Actually, the implementation I am using is much simpler than you are describing. The *only* communication between threads is through the various hash tables and a flag to tell the threads when to stop.
I don't know what you are talking about now. Didn't you say you divide up the root move list??? The 1st processor searches the 1st,3rd,5th move...etc , and the second processor 2nd,4th,6th...etc. Those were your words not mine. Then I suggested that you use a lock to share the work as that will allow any processor to work on any move. Hardly rocket science. This is what you said
The 3rd and 4th threads are actually searching iteration depth+1, again with even/odd threads searching the even/odd moves at the root, which is why the average depth searched is a bit more than 12 in those cases. In principle I might speed the whole thing up further by having each of 3 threads search 1/3rd of the root moves and each of 4 threads searching 1/4th of the root moves, but that is more work to implement, and I haven't tried it yet.

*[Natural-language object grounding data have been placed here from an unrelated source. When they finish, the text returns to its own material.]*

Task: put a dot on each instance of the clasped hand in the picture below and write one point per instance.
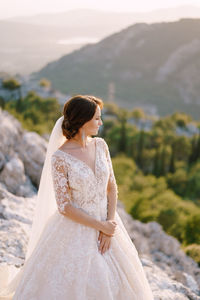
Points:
(105, 238)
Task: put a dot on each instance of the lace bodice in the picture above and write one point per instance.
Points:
(75, 182)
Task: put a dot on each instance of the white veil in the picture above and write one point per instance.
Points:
(45, 207)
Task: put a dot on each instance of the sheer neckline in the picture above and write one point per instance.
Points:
(83, 162)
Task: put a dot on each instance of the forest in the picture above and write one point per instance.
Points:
(156, 161)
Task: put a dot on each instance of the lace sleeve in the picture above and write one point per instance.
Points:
(60, 182)
(112, 185)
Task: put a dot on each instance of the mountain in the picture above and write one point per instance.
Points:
(29, 43)
(156, 66)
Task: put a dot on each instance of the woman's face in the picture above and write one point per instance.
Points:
(91, 127)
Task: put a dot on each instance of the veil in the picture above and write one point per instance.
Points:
(45, 207)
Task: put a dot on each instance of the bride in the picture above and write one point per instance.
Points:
(79, 248)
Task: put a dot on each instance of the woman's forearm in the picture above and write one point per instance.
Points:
(79, 216)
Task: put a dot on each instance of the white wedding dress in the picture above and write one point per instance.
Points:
(66, 263)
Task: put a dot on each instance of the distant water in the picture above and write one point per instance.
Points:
(78, 40)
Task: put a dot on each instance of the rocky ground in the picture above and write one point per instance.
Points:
(172, 274)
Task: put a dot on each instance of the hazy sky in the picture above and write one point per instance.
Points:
(10, 8)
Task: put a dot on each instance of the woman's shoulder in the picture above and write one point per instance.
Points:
(102, 141)
(57, 155)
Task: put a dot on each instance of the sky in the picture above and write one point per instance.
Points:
(12, 8)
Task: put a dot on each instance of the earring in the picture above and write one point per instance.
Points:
(83, 135)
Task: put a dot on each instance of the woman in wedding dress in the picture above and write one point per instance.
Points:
(79, 248)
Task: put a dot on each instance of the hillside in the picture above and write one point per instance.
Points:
(151, 65)
(172, 274)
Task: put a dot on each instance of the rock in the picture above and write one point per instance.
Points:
(22, 156)
(32, 150)
(16, 215)
(164, 250)
(14, 178)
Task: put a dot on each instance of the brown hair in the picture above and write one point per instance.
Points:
(77, 111)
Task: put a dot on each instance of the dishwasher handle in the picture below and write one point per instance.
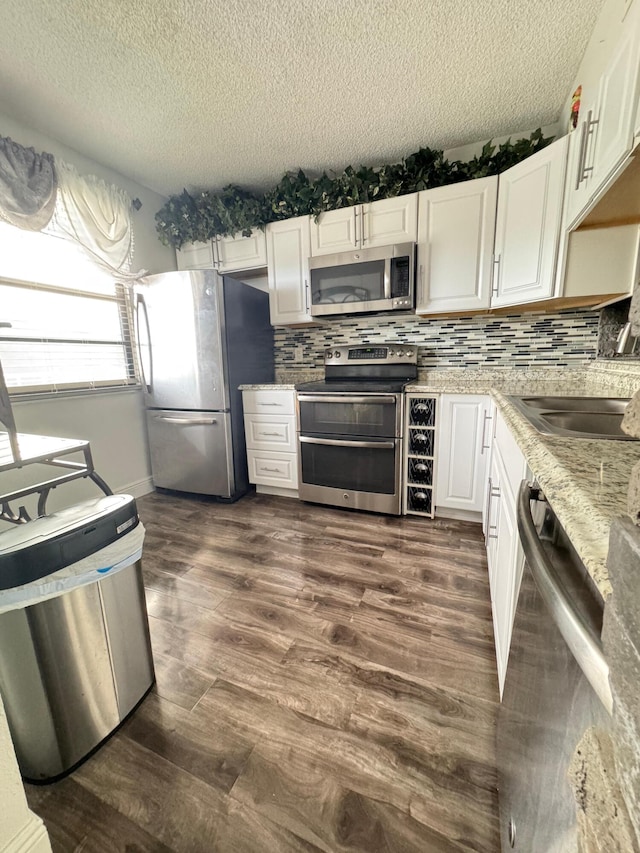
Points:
(578, 634)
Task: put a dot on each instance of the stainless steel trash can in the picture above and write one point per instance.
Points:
(72, 667)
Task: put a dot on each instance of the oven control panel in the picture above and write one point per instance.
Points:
(394, 353)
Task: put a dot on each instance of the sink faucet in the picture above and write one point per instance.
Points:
(625, 342)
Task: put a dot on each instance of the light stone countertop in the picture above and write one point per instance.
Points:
(274, 386)
(585, 480)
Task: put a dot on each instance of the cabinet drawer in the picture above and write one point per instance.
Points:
(269, 402)
(273, 469)
(270, 432)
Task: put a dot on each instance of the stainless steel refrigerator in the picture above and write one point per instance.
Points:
(200, 335)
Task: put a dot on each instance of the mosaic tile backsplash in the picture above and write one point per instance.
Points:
(568, 338)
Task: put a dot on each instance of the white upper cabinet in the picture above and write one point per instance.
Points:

So when I start a new iteration, I send the same alpha beta limits (+/- 15 from the previous iteration score) and same root move list to each thread. The threads each search independently using a normal PVS algorithm from that point onward until one of the threads either fails high or has searched all the root moves.

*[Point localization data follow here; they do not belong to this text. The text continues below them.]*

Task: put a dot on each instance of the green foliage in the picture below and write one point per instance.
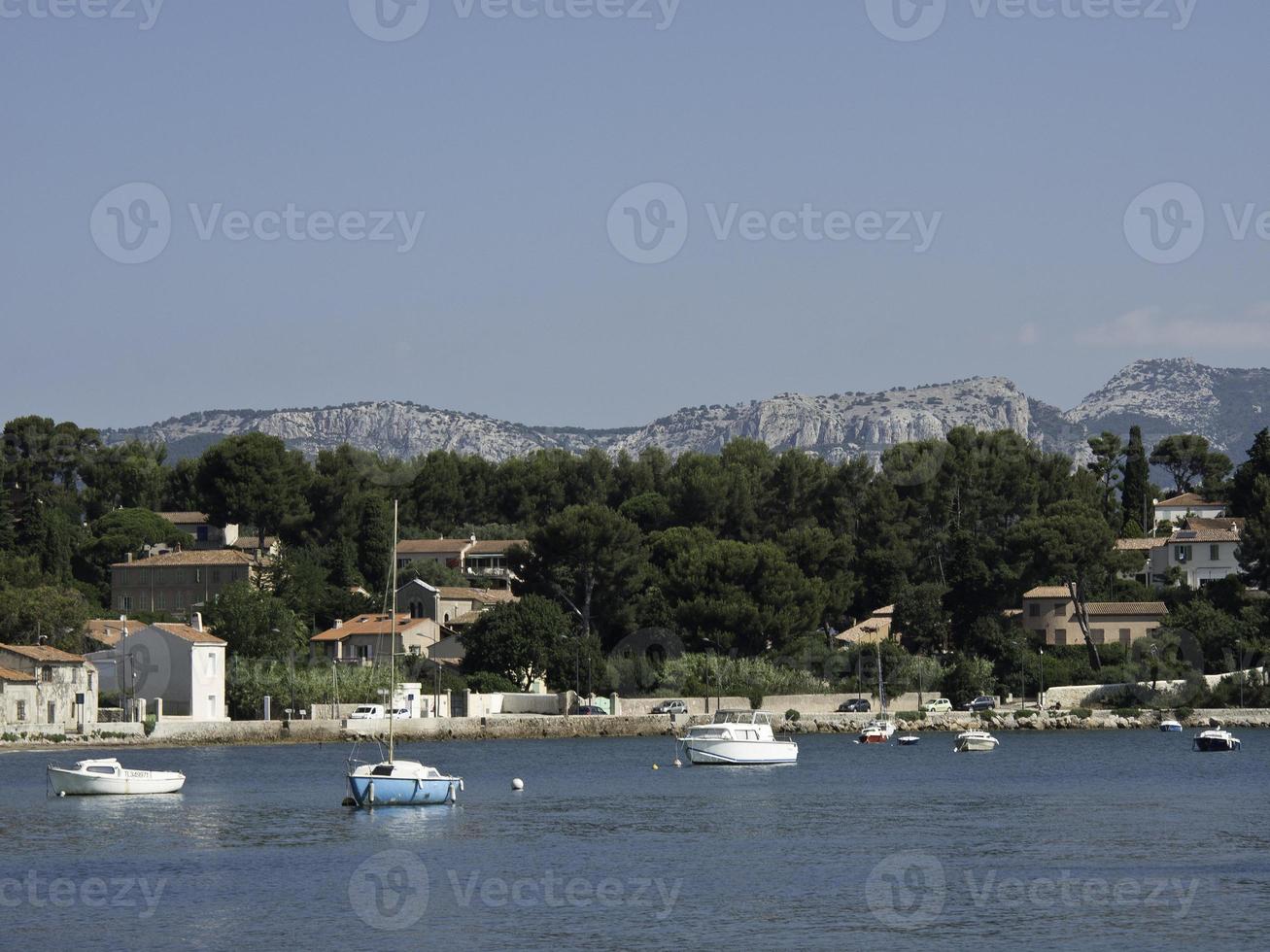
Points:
(1189, 459)
(256, 624)
(492, 683)
(49, 611)
(516, 640)
(253, 479)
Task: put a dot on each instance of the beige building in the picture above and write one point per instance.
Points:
(178, 582)
(874, 629)
(479, 560)
(363, 638)
(206, 536)
(1049, 612)
(46, 688)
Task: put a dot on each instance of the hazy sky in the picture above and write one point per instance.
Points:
(839, 201)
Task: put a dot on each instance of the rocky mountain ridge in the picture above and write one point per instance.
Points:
(1162, 396)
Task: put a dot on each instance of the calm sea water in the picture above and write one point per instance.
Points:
(1092, 840)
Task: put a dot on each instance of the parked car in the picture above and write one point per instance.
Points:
(670, 707)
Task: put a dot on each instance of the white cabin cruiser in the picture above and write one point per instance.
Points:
(876, 731)
(975, 740)
(738, 737)
(1217, 739)
(107, 776)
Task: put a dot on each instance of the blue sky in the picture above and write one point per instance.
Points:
(1022, 139)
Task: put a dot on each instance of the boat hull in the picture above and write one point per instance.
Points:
(976, 745)
(402, 791)
(1216, 745)
(739, 753)
(71, 783)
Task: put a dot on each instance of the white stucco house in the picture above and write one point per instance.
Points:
(1187, 504)
(1203, 555)
(182, 665)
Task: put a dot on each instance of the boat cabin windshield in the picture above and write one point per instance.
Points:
(741, 717)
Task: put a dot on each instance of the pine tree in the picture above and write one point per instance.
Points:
(1137, 475)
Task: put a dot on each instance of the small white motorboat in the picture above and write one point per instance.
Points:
(975, 741)
(1215, 740)
(876, 731)
(107, 776)
(738, 737)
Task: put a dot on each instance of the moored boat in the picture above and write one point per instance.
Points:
(1215, 740)
(876, 731)
(107, 776)
(969, 741)
(394, 782)
(738, 737)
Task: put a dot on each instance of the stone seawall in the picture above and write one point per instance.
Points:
(537, 727)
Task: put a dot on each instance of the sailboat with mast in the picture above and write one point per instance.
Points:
(394, 782)
(881, 728)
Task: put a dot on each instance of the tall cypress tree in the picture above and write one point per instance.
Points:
(8, 534)
(1136, 485)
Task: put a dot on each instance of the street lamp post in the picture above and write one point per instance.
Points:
(1041, 695)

You are seriously confused sorry. I think you should back up read what you said before read what you are saying now and judge for yourself. You should really see by now how difficult it is without the YBW criteria. And please don't pretend I am doing some rocket science when I am not...
You are seriously confused sorry. I think you should back up read what you said before read what you are saying now and judge for yourself. You should really see by now how difficult it is without the YBW criteria. And please don't pretend I am doing some rocket science when I am not...

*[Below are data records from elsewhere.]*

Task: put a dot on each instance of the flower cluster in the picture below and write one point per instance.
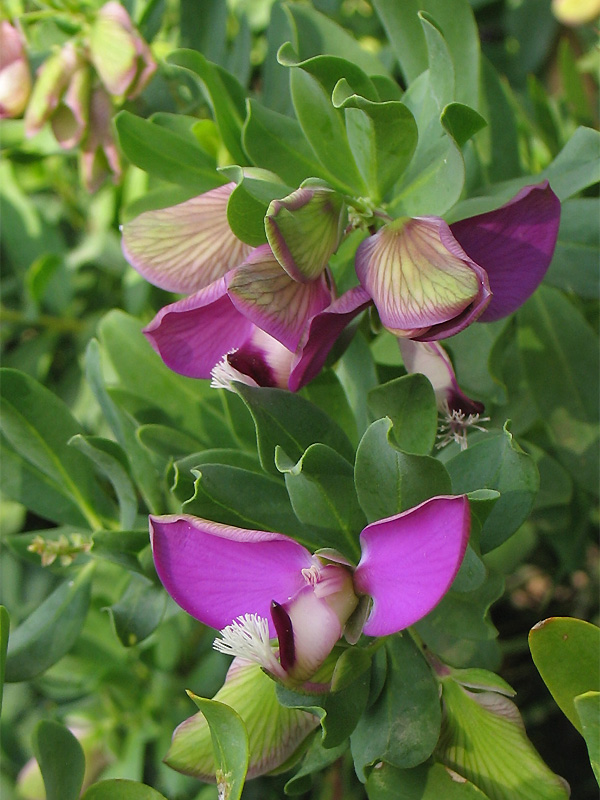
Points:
(269, 316)
(76, 85)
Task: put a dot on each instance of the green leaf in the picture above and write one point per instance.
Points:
(321, 490)
(388, 480)
(121, 789)
(293, 423)
(382, 137)
(249, 201)
(4, 630)
(561, 359)
(316, 759)
(38, 425)
(461, 616)
(457, 24)
(61, 760)
(274, 733)
(50, 631)
(121, 547)
(124, 429)
(425, 782)
(230, 745)
(566, 652)
(578, 243)
(461, 122)
(315, 34)
(276, 142)
(410, 403)
(341, 708)
(498, 145)
(575, 168)
(403, 724)
(224, 94)
(166, 154)
(245, 498)
(483, 738)
(25, 483)
(139, 610)
(497, 462)
(110, 459)
(587, 706)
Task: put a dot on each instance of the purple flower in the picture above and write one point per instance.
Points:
(460, 413)
(255, 585)
(255, 325)
(429, 280)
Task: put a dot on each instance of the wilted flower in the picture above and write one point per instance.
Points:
(15, 79)
(51, 83)
(429, 280)
(99, 156)
(255, 585)
(71, 116)
(118, 52)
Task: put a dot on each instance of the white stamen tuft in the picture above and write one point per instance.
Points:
(248, 637)
(223, 374)
(455, 426)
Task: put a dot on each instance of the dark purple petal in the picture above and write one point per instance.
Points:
(218, 572)
(410, 560)
(322, 333)
(514, 244)
(193, 335)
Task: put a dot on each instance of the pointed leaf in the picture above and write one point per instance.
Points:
(61, 760)
(403, 725)
(291, 422)
(483, 738)
(567, 654)
(389, 481)
(50, 631)
(410, 404)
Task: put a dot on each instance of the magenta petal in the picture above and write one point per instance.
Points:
(514, 244)
(322, 333)
(192, 335)
(217, 572)
(410, 560)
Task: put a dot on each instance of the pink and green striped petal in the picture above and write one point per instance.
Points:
(264, 293)
(417, 275)
(185, 247)
(304, 230)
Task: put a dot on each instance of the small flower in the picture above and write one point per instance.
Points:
(15, 79)
(99, 156)
(429, 280)
(119, 54)
(459, 412)
(255, 585)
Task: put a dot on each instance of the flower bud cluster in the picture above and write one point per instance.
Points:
(76, 87)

No need to be impolite. Sometimes the written word alone can lead to surprising misunderstandings. I was just trying to say that I wanted to implement SMP without all the work of getting a full implementation working. This is not because I am scared of it, but because this is my hobby and I have limited time and I wanted something working that needed minimal debugging. It surprised me that the lazy approach worked as well as it did, which is what generated my first contribution to the lazy smp thread a couple of months ago. I thought the conventional wisdom was that shared hash is worth no gain... obviously it is worth something non-negligible.
Regarding inconsistency between my descriptions... again that may be a misunderstanding. Please read the rest of the thread you referenced. I posted that I had made a mistake in my implementation and alternating the root move as well in that fashion didn't work.
I went back to my previous implementation which is described in the previous lazy smp threads and above. Indeed, after the first move I do search the even/odd moves in even/odd threads, but each thread eventually does search all of the moves but that is hopefully much faster due to hash hits. I even said this again in the post above, so this is not inconsistent. The alternation of the moves after the first move is good for 5 - 10% improvement over just searching the all in the same order in each thread simultaneously. So it is a small optimization, probably because the other threads are going out of sync naturally, so alternating the moves after the first doesn't change that much.
In that last thread, I was trying to extend that alteration idea to the first move and failed, and I made the mistake of thinking it was a large improvement for a short while. I am very sorry to have dragged you into that. I did post a retraction relatively quickly in that thread.
BTW, I absolutely agree that doing a division of labor inside the search of the root node, rather than just calling the root node search in all threads, should be even better. This is not my current implementation, although I am gaming it a bit by changing the move order in the even/odd threads.
To really do YBW at the root, I would need to divide up the work and wait for returns from the threads at that point, and my current implementation just doesn't do that. I could implement it, and I will certainly take a crack at it, but I can't test this aspect soon due to my work schedule (we are mid-semester here).
No need to be impolite. Sometimes the written word alone can lead to surprising misunderstandings.
Sorry about that, I should have expressed myself better. I just felt frustrated at the fact we are not doing the same thing when you already said you search different moves and different depth to avoid redundancy. Doing that will increase idle time as you saw in my results, and also searching N moves with an open window is a killer! If you search all moves by all processors, the redundancy will be higher but it might actually be faster since you don't have too many open windows. ABDADA f.i shares work through hashtable communications by incrementing the number of processors working at a node. I am not keen on implementing that or any variation of it.
But if you do want to investigate this further, I will re-iterate what I have been saying before, following a simple incremental procedure. Otherwise it is too many variables to analyze at least for me.
a) Same depth + YBW
b) Same depth + No YBW
c) Different depth + YBW
d) Different depth + No YBW
For example you said in your previous post searching at same depth or not with 4 processors didn't matter much as both got 3.6sec. Is that really the case? Other questions can also be answered similarly.
I can understand how frustrating that was, and I am sorry for not explaining my approach more clearly. I'll definitely look at a sequence similar to what you suggest once I have a framework that can accomplish that more naturally.